Table 5. Utilities Revenue
Revenue: Due to the timing of utility billing, the amounts above reflect eight months of charges for
services revenue (i.e. base charges, water sales, sewer services, recycled water sales, etc.) or about 66%
of the fiscal year. Relative to projected revenues for fiscal year 2023-24, charges for services are at
$31,534,000.00 or 68% of what was budgeted and are on track to meet expected revenues. Year-over-
year charges for services reflect about a $1,800,000 or 6% increase and are consistent with the rate
increases approved by R-11427 and R-11428. The remaining actual and budgeted revenues are generally
lumpy or comprise a very small percentage of expected revenues. An example of lumpy revenue is the Cal
OES Grants for flood mitigation infrastructure at the WRRF ($1,500,000 budgeted). Examples of other
expected, but smaller revenues include interest on investments, various permits, and sales of surplus
assets.
2
Updated Q3 Budget Report Page 9
Table 6. Utilities Expenditures
Expenditures: Currently, there is one significant variance in utilities expenditures to highlight. The
Contract Services budget for the Sewer Fund is currently $862,000 or 67% overbudget. This overspend is
a result of Water Resource Recycling Facility (WRRF) emergency expenses due to construction sequencing
constraints and mercury remediation. In short, residual mercury was encountered during the demolition
of a legacy wastewater treatment system that required unexpected expenditures to address, and
sequencing constraints at the facility resulted in solids accumulation beyond the WRRF’s processing
capacities, which created odors that required additional remediation. Staff obtained Council authorization
to add budget for these expenses from Sewer Fund Undesignated Capital (Completed Projects) via R-
11487. Once these approved changes are implemented, the variance will be addressed. Staff continue to
monitor Other Operating Expenses and Utilities accounts due to highly volatile inflation in electric service
and chemical costs. Staff foresee being able to cover any overages in these accounts with underspend in
other accounts. It is normal and expected that contract services and other operating expenses track above
75% because annual purchase orders are set up at the beginning of the year and the funds are considered
“Obligated” from that point forward. Staffing should track at a consistent level and the actuals seen above
are due to staffing vacancies and subsequent savings during staffing transitions.
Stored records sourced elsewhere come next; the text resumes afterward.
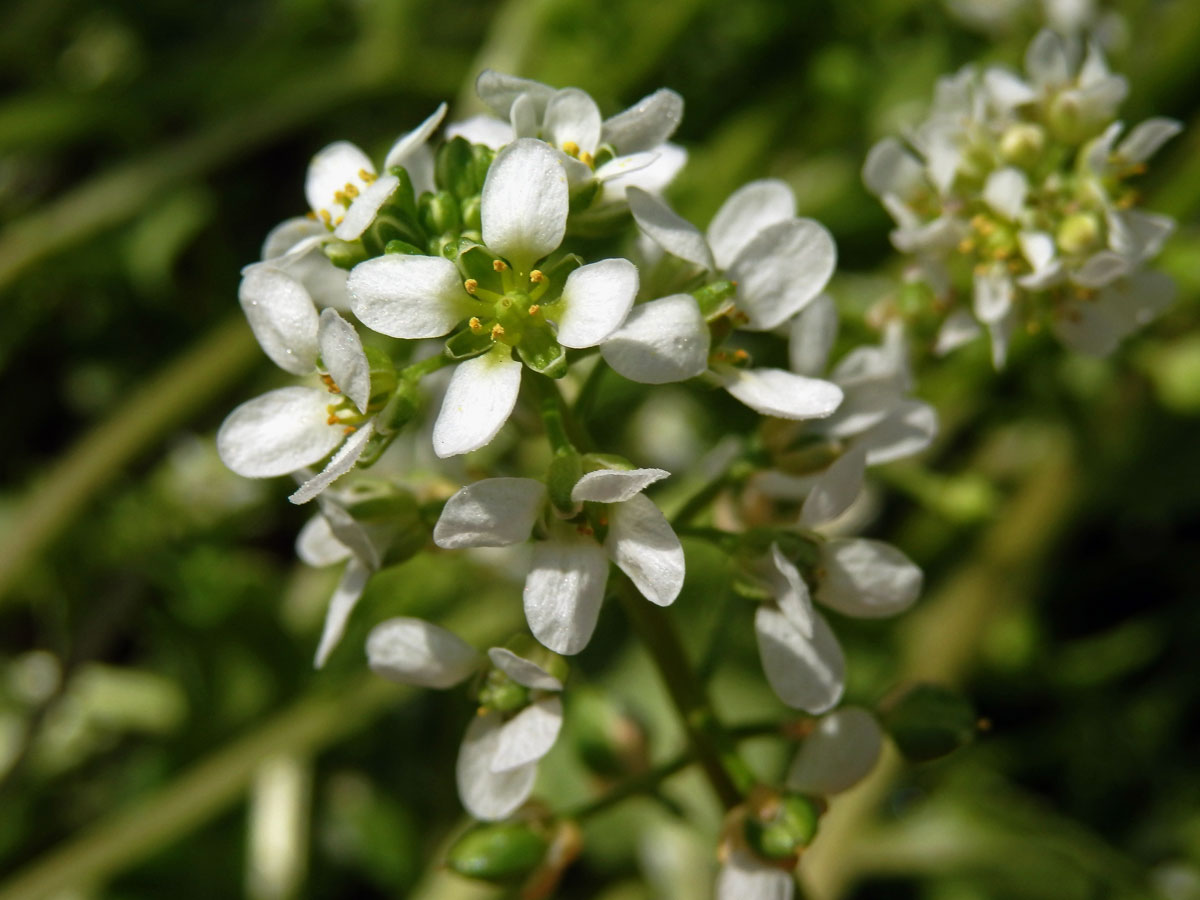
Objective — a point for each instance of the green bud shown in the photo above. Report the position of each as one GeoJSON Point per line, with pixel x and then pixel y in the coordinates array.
{"type": "Point", "coordinates": [565, 471]}
{"type": "Point", "coordinates": [610, 742]}
{"type": "Point", "coordinates": [454, 168]}
{"type": "Point", "coordinates": [346, 255]}
{"type": "Point", "coordinates": [502, 694]}
{"type": "Point", "coordinates": [1078, 234]}
{"type": "Point", "coordinates": [501, 853]}
{"type": "Point", "coordinates": [715, 298]}
{"type": "Point", "coordinates": [1023, 143]}
{"type": "Point", "coordinates": [785, 827]}
{"type": "Point", "coordinates": [438, 213]}
{"type": "Point", "coordinates": [928, 721]}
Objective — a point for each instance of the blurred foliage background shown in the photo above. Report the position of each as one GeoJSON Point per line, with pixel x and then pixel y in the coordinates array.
{"type": "Point", "coordinates": [159, 714]}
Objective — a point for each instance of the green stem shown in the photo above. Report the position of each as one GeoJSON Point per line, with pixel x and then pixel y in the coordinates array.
{"type": "Point", "coordinates": [713, 748]}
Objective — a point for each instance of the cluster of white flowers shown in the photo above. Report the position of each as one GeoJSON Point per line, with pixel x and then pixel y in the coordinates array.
{"type": "Point", "coordinates": [1014, 195]}
{"type": "Point", "coordinates": [471, 241]}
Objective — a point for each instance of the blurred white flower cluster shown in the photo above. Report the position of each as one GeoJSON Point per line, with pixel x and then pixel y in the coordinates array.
{"type": "Point", "coordinates": [1015, 196]}
{"type": "Point", "coordinates": [478, 252]}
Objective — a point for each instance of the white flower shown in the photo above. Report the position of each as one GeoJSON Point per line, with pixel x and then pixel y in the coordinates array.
{"type": "Point", "coordinates": [523, 210]}
{"type": "Point", "coordinates": [498, 757]}
{"type": "Point", "coordinates": [569, 570]}
{"type": "Point", "coordinates": [287, 430]}
{"type": "Point", "coordinates": [856, 576]}
{"type": "Point", "coordinates": [840, 753]}
{"type": "Point", "coordinates": [779, 264]}
{"type": "Point", "coordinates": [630, 148]}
Updated Q3 Budget Report Page 10
Parking Fund
The tables below include third quarter actuals for FY 2023-24 compared to budget.
Table 7. Parking Revenue
Revenue: Revenue from on-street and surface parking lot areas is tracking higher than budgeted which is
likely due to conservative forecasts for the rate increases that took effect July 1, 2023. Revenue from
citation payments is also tracking higher than budgeted. Enforcement related revenue is difficult to
accurately forecast because it is reliant on individuals to violate state and local laws and for an officer to
be present to issue a citation for said violation. Revenue from investments is also tracking higher than
budgeted because it is unknown at the time the budget is adopted what rate of return the City will realize.
Parking structure revenue is tracking low even after being adjusted at Mid-Year to account for the
reestablishment of first hour free program and establishing free Sunday parking in the structures, as
approved by Council in November 2023. Recent occupancy studies conducted as part of the Parking Rate
Study revealed lower than typical utilization of the parking structures which may be contributing to the
lower than anticipated revenue. A rate study is underway and expected to be presented to the City Council
in May 2024 to consider potential adjustments to parking rates and other operational modifications,
which may alter future fiscal year revenue projections.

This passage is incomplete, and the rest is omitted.